The study of nature enables us to observe contradictions that amaze us. We are detecting everywhere signs of intelligence, but as often we stumble upon, and have to recognize entirely blind forces.10 Scourges denote perturbations . . . Plagues, inundations, earth-quakes, famines are not the work of God. To attribute them to the devil, i.e., to an angel damned, whose evil deeds are permitted by God, amounts to calling God a hypocrite hiding behind the back of a responsible but evil-famed manager. . . .
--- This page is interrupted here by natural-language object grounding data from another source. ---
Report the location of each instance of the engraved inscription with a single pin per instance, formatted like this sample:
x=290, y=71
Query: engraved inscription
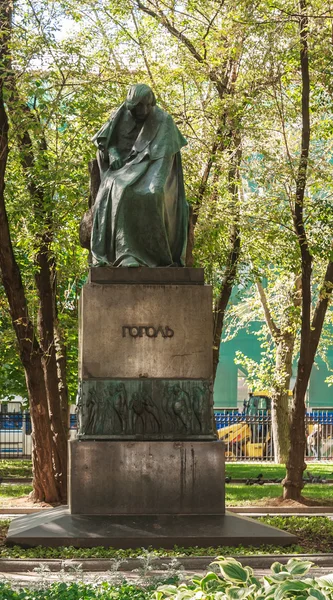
x=147, y=330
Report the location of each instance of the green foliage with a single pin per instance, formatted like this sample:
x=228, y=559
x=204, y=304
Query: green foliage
x=246, y=470
x=77, y=591
x=235, y=582
x=241, y=495
x=11, y=469
x=314, y=533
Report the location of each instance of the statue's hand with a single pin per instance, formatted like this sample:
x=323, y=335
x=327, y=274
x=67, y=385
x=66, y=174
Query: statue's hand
x=116, y=164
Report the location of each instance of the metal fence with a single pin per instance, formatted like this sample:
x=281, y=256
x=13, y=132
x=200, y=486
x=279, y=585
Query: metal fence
x=15, y=434
x=250, y=437
x=246, y=437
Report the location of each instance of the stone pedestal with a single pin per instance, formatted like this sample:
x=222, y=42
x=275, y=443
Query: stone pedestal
x=146, y=468
x=145, y=355
x=146, y=478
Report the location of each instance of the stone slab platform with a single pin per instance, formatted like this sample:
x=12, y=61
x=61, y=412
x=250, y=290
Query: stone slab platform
x=57, y=527
x=147, y=275
x=144, y=478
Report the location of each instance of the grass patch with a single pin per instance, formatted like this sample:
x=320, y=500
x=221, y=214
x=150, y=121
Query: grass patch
x=248, y=495
x=15, y=468
x=271, y=471
x=314, y=533
x=14, y=490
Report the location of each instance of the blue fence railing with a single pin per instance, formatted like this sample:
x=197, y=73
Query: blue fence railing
x=245, y=437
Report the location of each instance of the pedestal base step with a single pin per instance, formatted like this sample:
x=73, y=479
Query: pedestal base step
x=57, y=527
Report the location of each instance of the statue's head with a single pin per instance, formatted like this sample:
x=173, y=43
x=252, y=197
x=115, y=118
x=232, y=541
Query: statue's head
x=140, y=100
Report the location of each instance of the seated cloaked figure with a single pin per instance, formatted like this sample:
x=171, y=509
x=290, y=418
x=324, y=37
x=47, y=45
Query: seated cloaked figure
x=140, y=216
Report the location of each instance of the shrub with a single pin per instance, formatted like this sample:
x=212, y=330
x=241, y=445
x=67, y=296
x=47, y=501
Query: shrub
x=231, y=581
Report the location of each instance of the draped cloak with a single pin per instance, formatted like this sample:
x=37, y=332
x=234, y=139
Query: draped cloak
x=140, y=210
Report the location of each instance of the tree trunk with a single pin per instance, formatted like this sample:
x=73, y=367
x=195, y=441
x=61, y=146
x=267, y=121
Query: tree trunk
x=280, y=398
x=293, y=482
x=34, y=360
x=49, y=362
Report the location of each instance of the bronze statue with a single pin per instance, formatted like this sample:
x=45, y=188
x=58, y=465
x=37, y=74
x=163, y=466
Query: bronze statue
x=140, y=216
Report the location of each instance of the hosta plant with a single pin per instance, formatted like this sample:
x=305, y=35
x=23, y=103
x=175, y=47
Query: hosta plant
x=229, y=580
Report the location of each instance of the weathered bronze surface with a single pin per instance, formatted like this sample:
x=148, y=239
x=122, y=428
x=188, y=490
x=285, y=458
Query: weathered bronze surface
x=140, y=216
x=145, y=409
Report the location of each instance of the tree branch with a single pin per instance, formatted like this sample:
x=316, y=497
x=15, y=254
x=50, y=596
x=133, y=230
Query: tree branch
x=275, y=331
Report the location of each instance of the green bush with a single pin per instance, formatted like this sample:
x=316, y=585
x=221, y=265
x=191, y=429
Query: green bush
x=77, y=591
x=234, y=582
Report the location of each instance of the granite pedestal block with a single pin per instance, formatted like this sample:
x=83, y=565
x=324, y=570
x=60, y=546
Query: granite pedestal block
x=146, y=478
x=145, y=331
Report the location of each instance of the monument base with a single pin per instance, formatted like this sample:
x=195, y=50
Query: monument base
x=58, y=527
x=146, y=478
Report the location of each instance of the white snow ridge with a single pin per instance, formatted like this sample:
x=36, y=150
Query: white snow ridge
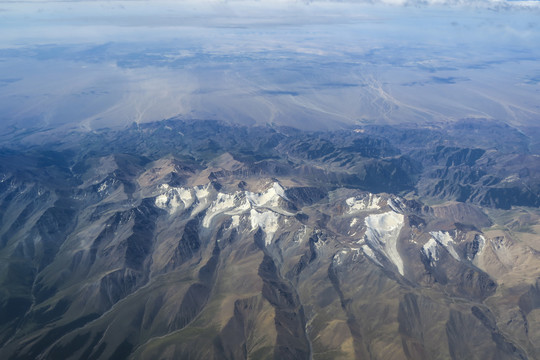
x=382, y=231
x=445, y=240
x=431, y=251
x=367, y=202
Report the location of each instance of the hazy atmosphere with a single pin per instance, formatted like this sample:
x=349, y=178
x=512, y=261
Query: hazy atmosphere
x=274, y=180
x=313, y=65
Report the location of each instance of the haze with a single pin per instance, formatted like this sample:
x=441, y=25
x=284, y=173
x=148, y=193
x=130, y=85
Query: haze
x=320, y=65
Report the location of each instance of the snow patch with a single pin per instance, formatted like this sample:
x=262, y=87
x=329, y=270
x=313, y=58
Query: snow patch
x=382, y=231
x=174, y=199
x=370, y=254
x=396, y=204
x=267, y=221
x=445, y=240
x=431, y=251
x=235, y=221
x=269, y=198
x=366, y=202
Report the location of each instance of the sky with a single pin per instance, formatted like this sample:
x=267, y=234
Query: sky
x=86, y=65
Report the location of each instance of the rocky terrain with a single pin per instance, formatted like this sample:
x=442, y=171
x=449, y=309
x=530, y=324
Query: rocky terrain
x=200, y=240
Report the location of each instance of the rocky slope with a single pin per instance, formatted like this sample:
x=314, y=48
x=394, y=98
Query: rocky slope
x=203, y=240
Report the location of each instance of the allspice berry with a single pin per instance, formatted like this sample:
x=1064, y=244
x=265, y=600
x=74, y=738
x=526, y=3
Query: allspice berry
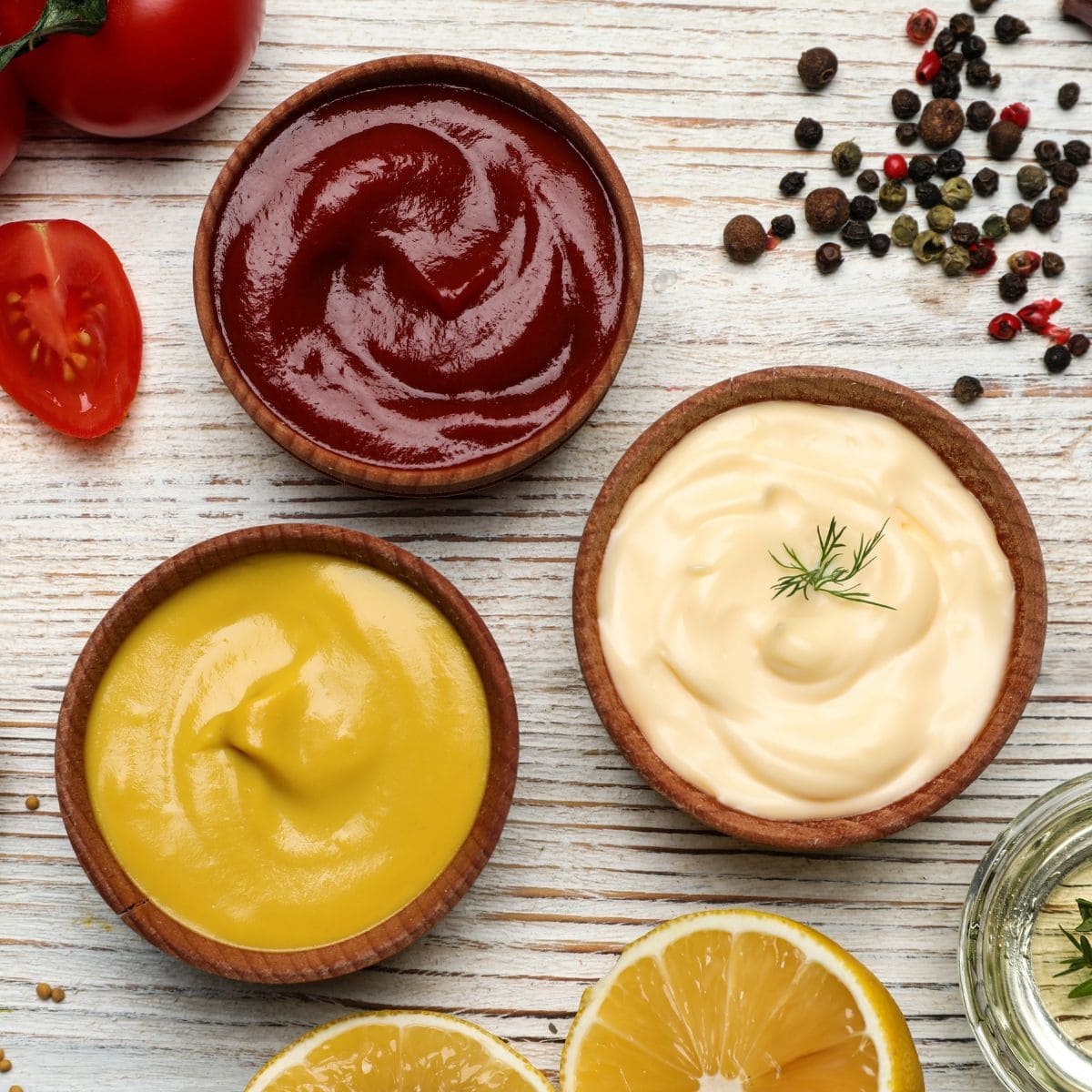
x=942, y=123
x=745, y=239
x=827, y=208
x=817, y=66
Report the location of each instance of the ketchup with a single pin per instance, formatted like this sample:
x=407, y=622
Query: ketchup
x=419, y=277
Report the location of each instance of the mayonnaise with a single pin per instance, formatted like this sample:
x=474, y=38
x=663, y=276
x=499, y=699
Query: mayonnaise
x=793, y=708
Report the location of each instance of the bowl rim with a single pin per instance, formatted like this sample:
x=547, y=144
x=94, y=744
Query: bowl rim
x=326, y=961
x=402, y=70
x=978, y=470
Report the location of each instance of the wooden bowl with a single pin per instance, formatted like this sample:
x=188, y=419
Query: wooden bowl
x=385, y=939
x=513, y=90
x=976, y=468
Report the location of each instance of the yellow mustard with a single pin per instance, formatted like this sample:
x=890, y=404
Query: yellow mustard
x=288, y=751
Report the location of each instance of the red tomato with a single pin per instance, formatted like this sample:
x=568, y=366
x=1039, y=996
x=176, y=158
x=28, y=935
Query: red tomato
x=70, y=331
x=154, y=66
x=12, y=119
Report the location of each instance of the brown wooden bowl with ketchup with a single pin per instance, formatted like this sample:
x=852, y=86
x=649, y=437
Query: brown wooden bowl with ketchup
x=420, y=274
x=975, y=468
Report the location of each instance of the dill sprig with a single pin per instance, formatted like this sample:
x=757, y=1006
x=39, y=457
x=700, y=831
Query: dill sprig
x=828, y=576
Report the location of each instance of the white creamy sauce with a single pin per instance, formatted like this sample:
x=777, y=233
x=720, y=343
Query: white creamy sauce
x=793, y=708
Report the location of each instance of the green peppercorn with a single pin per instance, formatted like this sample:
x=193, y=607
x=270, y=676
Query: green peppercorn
x=893, y=197
x=940, y=217
x=929, y=247
x=905, y=230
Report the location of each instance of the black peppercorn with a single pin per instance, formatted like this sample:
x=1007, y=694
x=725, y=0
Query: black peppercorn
x=1008, y=28
x=905, y=134
x=942, y=123
x=862, y=207
x=1046, y=214
x=967, y=389
x=986, y=183
x=1057, y=359
x=1004, y=139
x=1013, y=288
x=980, y=116
x=829, y=257
x=1053, y=265
x=1077, y=153
x=827, y=208
x=1069, y=96
x=745, y=239
x=905, y=104
x=817, y=68
x=951, y=163
x=793, y=183
x=965, y=234
x=782, y=228
x=927, y=195
x=1065, y=173
x=808, y=132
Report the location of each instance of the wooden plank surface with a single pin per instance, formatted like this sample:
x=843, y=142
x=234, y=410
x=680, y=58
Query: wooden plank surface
x=697, y=98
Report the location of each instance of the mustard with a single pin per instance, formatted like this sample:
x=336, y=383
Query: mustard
x=288, y=751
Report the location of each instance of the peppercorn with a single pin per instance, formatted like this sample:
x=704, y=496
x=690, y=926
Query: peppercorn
x=940, y=217
x=868, y=181
x=950, y=163
x=1008, y=28
x=1004, y=139
x=829, y=257
x=817, y=68
x=825, y=208
x=905, y=104
x=966, y=234
x=980, y=116
x=928, y=195
x=1057, y=359
x=793, y=183
x=808, y=132
x=1069, y=96
x=1077, y=153
x=1013, y=288
x=1046, y=214
x=862, y=207
x=905, y=230
x=942, y=123
x=782, y=228
x=1053, y=265
x=966, y=390
x=995, y=228
x=1019, y=217
x=745, y=239
x=893, y=197
x=922, y=168
x=845, y=157
x=879, y=245
x=929, y=246
x=956, y=194
x=1031, y=180
x=986, y=181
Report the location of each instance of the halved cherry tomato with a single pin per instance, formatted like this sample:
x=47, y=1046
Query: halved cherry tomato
x=70, y=331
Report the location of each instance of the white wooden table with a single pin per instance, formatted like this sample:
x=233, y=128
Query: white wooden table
x=697, y=98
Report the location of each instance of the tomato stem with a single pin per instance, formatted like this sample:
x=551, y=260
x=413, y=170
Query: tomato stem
x=58, y=16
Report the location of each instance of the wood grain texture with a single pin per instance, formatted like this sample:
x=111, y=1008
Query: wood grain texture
x=697, y=101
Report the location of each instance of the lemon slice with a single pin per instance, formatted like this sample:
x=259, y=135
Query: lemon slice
x=738, y=1002
x=399, y=1052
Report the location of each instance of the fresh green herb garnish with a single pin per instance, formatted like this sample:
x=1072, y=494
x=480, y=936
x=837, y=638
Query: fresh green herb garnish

10. A “blind” action does not necessarily constitute an undeniable proof that the agent it emanates from is devoid of individual consciousness or “intelligence.” It may simply point out the superiority of one force over the other, domineering, and hence guiding forcibly the actions of the weakest. There are no “blind” forces in nature in the sense the author places on the adjective. Every atom of the universe is permeated with the Universal Intelligence, from the latent spark in the mineral up to the quasi-divine light in man’s brain. It is all as E. L. says “action and reaction,” attraction or repulsion, two forces of equal potentiality being often brought to a dead standstill only owing to a mutual neutralization of power.—Translator.

According to the doctrine the planets busy themselves but with their sympathies and antipathies. Your sun—whose spots you regard as a commencement of his cooling off11—is slowly and fatally drawn toward the constellation of Hercules. One day he will become short of heat and light—for planets get old and have to die as well as men . . .

11. E. L. says “you regard”; for, he himself, as an Occultist, does not so regard them. The real occult doctrine upon solar physics is given out plainly enough in the September number of The Theosophist (1883), Art. Replies to an English F. T. S.

A new creation will emerge out of chaos, and we shall be reborn as a new species better fitted to struggle against the stupid bulk of the Eggregores. Such changes will take place up to the time when the great Adam will be entirely reconstituted12—Adam—that Spirit of spirits, that Form of forms, that collective giant who makes up the totality of creation . . .

12. The seventh and last race of the seventh Round.